How to apply one-hot encoding to big files?

I have 3 Gb train file and 350 Mb test file, 6 Gb RAM. That files seem to be not too big to hold them in the memory, but I can't even append them (memory error occurs).

My current aproach looks this way:

# reading files
dtypes = {'Semana' : 'int32',
'Agencia_ID' :'int32',
'Canal_ID' : 'int32',
'Ruta_SAK' : 'int32',
'Cliente-ID' : 'int32',
'Producto_ID':'int32',
'Venta_hoy':'float32',
'Venta_uni_hoy': 'int32',
'Dev_uni_proxima':'int32',
'Dev_proxima':'float32',
'Demanda_uni_equil':'int32'}

train = pd.read_csv('train.csv', dtype = dtypes, usecols=["Semana", "Agencia_ID", "Canal_ID", 'Ruta_SAK', 'Cliente_ID', 'Producto_ID','Demanda_uni_equil'])
test = pd.read_csv('test.csv',dtype = dtypes)
ids = test['id']
test.drop(['id'], axis =1, inplace = True)

shapeTrain = train.shape[0]
shapeTest = test.shape[0]

train = train.append(test) # raises memory error

#applying one-hot encoding
train = pd.concat([train, pd.get_dummies(train['Semana'],sparse=True)], axis=1, join_axes=[train.index])
train.drop([11,'Semana'],axis=1, inplace = True)

train = pd.concat([train, pd.get_dummies(train['Producto_ID'],sparse=True)], axis=1, join_axes=[train.index])
train.drop([123,'Producto_ID'],axis=1, inplace = True)


train = pd.concat([train, pd.get_dummies(train['Canal_ID'],sparse=True)], axis=1, join_axes=[train.index])
train.drop([11,'Canal_ID'],axis=1, inplace = True)

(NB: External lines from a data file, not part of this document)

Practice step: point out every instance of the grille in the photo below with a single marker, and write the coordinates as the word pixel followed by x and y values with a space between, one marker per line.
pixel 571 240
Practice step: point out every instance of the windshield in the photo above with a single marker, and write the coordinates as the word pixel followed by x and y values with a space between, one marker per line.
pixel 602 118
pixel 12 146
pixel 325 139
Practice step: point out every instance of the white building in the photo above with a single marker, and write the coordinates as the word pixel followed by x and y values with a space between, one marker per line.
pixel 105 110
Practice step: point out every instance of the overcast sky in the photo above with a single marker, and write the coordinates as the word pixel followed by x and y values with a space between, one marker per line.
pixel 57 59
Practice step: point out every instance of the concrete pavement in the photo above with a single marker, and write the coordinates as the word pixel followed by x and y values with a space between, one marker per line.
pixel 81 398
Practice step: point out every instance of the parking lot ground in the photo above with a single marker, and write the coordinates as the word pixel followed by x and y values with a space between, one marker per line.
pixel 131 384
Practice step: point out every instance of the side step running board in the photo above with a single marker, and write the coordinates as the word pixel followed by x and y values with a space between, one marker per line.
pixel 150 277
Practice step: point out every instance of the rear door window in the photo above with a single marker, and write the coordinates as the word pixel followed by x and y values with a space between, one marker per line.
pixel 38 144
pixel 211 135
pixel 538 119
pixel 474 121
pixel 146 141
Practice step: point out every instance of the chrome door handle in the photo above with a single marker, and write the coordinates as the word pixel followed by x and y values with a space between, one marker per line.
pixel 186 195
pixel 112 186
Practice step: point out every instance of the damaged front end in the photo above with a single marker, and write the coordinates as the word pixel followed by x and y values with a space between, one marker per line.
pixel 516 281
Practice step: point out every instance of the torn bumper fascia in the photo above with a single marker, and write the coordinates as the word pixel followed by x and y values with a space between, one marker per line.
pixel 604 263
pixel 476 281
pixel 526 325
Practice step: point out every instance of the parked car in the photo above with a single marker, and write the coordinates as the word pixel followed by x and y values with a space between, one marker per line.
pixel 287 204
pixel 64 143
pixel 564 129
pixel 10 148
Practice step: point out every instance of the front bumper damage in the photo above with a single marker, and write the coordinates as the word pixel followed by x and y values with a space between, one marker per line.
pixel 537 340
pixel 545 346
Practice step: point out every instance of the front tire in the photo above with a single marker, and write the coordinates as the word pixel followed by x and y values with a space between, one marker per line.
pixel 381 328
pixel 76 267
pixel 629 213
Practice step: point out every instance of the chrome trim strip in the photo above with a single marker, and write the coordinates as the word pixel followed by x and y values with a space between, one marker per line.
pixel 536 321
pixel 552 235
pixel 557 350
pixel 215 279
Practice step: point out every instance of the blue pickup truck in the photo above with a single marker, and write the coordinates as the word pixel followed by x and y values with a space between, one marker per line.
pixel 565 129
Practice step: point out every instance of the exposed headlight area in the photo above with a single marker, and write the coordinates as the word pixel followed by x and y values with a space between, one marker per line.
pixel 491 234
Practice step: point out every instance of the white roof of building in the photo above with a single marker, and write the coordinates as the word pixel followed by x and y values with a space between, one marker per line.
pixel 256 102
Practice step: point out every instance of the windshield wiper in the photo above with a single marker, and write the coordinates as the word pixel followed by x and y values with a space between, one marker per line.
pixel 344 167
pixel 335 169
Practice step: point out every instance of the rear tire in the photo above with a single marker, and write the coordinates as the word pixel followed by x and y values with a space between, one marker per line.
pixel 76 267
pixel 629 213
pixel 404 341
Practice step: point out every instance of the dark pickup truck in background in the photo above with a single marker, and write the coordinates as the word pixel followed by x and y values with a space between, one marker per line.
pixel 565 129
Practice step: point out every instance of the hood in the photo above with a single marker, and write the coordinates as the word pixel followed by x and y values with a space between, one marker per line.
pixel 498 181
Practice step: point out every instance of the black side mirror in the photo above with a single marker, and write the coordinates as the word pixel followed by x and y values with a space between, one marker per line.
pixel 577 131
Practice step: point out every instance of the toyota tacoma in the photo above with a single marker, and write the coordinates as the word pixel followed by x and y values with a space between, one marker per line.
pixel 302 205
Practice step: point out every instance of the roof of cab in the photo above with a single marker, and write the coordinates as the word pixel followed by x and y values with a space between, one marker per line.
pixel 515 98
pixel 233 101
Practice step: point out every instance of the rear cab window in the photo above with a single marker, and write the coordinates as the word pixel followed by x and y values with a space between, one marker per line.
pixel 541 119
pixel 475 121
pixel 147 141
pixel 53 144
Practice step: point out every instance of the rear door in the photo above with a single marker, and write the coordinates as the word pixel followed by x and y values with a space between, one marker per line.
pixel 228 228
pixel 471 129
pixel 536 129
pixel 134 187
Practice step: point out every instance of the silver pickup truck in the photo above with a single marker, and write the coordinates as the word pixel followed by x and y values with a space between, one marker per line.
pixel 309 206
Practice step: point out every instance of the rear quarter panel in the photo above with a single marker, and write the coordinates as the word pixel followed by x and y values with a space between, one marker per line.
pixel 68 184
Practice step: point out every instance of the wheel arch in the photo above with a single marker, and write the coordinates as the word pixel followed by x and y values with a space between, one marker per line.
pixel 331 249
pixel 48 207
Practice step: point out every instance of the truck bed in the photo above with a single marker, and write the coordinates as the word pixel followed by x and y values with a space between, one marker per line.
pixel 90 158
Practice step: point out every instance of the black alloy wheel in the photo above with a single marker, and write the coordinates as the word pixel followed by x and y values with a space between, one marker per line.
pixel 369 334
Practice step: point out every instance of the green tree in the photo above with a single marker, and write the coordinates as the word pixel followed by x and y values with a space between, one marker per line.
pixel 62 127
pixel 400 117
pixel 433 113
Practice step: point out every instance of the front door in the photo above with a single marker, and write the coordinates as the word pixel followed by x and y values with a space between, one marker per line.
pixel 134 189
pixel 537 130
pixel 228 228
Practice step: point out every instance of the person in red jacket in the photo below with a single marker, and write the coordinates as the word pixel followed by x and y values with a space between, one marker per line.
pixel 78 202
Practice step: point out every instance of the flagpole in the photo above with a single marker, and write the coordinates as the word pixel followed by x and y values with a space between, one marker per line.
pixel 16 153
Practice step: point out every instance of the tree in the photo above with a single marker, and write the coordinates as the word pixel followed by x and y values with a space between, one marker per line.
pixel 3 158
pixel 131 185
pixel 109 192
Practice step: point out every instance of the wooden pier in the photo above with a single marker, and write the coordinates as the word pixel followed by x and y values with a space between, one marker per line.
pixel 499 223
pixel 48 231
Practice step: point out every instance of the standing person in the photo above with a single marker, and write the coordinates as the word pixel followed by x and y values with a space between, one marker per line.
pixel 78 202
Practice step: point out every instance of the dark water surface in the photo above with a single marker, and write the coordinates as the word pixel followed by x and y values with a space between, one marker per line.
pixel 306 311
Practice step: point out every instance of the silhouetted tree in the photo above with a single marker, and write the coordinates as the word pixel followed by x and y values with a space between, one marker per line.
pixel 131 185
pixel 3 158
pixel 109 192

# separating back to train and test
test = train[shapeTrain:shapeTrain+shapeTest]
train = train[0:shapeTrain]

test['id'] = ids

train.to_csv('train_1.csv', index=False)
test.to_csv('test_1.csv', index=False)


I see 2 ways to solve:

1) Somehow iterate through the files:

df_train = pd.read_csv('train.csv', chunksize=1500)
for chunk in df_train:
#apply one-hot encoding


2) To decrease amount of columns by applying one-hot encoding only to train, and then to test, but for new categorical value setting all columns to 0.

3) Use the hashing trick!

How can I solve the problem?

Answer

How about specifying the data type when loading:

types = {'col1': np.dtype(type),
     'col2': np.dtype(type),
     'col3' : np.dtype(type),
     'col4': np.dtype(type),
     'col5': np.dtype(type) }

train = pd.read_csv('train.csv', dtype=types)

run train.info() if you are able to load it and check the memory usage.